Study suggests emotion-focused therapy may help with binge eating disorder

From the Journal of Psychotherapy and Psychosomatics press release via AlphaGalileo:

food choicesThe combination of psychotherapy with dietary counseling (DC) might be a potential useful strategy to improve both eating disorder psychopathology and body weight in patients with BED.

Recent research seems to support a model of binge eating that includes emotional vulnerability and a deficit of skills that functionally modulate negative emotions, a mechanism not directly addressed by both cognitive behavior and interpersonal psychotherapy.

Emotion-focused therapy (EFT) is a psychological treatment designed to address the cognitive and interpersonal experiential perspective of emotions.

We report the results of a naturalistic study that evaluated the effect of EFT , DC to reduce the consumption of energy-dense food, and combined treatment (CT) in treatment-seeking patients with BED and obesity. 189 patients who met DSM-IV research criteria for BED were included in the study. Participants received EFT administered via 20 group sessions. A proportion of cases between 44.4% and 74.6% achieved the 5% weight loss target by the end of treatment, depending on the type of treatment. CT was superior to other treatments.
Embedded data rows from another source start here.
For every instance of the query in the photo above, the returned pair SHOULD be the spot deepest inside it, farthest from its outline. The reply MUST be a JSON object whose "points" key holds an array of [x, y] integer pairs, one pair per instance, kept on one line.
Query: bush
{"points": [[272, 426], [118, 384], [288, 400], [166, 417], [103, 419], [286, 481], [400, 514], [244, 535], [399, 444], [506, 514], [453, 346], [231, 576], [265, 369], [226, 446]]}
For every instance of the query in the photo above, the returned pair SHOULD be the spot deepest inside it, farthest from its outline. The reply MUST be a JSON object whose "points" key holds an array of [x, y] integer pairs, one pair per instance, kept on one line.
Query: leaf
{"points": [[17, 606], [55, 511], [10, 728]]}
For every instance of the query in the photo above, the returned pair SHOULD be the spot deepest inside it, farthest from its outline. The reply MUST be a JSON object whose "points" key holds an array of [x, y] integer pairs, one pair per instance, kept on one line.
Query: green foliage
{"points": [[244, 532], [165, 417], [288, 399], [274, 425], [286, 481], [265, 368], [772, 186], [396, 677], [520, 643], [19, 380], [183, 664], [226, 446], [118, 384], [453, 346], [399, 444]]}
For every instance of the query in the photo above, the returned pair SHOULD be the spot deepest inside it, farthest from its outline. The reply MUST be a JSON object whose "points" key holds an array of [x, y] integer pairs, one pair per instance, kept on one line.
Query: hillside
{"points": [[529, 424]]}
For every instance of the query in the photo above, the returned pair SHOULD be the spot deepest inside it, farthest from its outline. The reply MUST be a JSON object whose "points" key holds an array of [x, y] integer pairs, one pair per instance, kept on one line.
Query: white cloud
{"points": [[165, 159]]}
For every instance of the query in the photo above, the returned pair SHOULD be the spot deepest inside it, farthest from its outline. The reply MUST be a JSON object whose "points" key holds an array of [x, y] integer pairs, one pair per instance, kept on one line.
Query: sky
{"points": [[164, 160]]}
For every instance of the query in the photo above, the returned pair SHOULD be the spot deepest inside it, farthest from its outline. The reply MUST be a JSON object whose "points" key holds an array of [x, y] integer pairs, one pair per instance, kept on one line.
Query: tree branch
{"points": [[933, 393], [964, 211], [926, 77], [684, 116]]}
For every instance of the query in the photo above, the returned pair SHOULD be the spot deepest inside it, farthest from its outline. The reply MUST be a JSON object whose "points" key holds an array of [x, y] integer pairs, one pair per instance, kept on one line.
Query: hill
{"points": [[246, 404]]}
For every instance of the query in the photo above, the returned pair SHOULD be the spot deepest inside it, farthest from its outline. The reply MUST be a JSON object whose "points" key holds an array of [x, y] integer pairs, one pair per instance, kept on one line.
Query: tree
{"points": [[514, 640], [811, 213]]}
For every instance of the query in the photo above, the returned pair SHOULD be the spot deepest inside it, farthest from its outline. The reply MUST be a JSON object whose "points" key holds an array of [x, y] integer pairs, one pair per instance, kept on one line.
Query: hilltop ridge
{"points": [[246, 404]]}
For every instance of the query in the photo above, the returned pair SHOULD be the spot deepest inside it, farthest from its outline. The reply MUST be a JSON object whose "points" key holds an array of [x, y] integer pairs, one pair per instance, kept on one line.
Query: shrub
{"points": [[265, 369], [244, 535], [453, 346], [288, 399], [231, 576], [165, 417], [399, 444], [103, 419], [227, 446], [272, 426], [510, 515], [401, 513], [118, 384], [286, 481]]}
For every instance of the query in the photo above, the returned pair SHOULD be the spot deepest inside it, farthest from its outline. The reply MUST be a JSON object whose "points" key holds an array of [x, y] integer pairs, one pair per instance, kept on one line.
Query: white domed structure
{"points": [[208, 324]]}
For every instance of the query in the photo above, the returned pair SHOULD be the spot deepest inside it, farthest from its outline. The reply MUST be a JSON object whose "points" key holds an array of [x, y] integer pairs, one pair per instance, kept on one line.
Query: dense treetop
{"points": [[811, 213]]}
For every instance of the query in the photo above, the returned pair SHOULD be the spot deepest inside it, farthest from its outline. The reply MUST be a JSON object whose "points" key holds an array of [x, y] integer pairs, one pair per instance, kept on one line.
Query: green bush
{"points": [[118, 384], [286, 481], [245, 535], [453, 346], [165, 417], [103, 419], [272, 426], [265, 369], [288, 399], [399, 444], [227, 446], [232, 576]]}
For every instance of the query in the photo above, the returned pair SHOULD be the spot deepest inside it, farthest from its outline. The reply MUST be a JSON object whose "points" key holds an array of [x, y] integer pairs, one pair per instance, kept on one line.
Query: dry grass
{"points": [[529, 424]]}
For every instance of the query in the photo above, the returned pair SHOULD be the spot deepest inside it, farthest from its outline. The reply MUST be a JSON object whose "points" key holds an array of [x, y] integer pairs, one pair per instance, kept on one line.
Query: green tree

At the 6-month follow-up, EFT, either alone or in combination with DC, significantly increased the outcome rate.

From a clinical point of view, our results show that EFT, a psychotherapy focused on the cognitive and interpersonal experiential perspectives of emotions associated with DC, produces promising results on binge eating remission, weight loss, binge eating behavior and health-related quality of life in treatment-seeking BED patients with obesity.

The data also suggest that the combination of EFT and DC might be a promising strategy to produce both an improvement of the eating disorder psychopathology and a healthy amount of weight loss.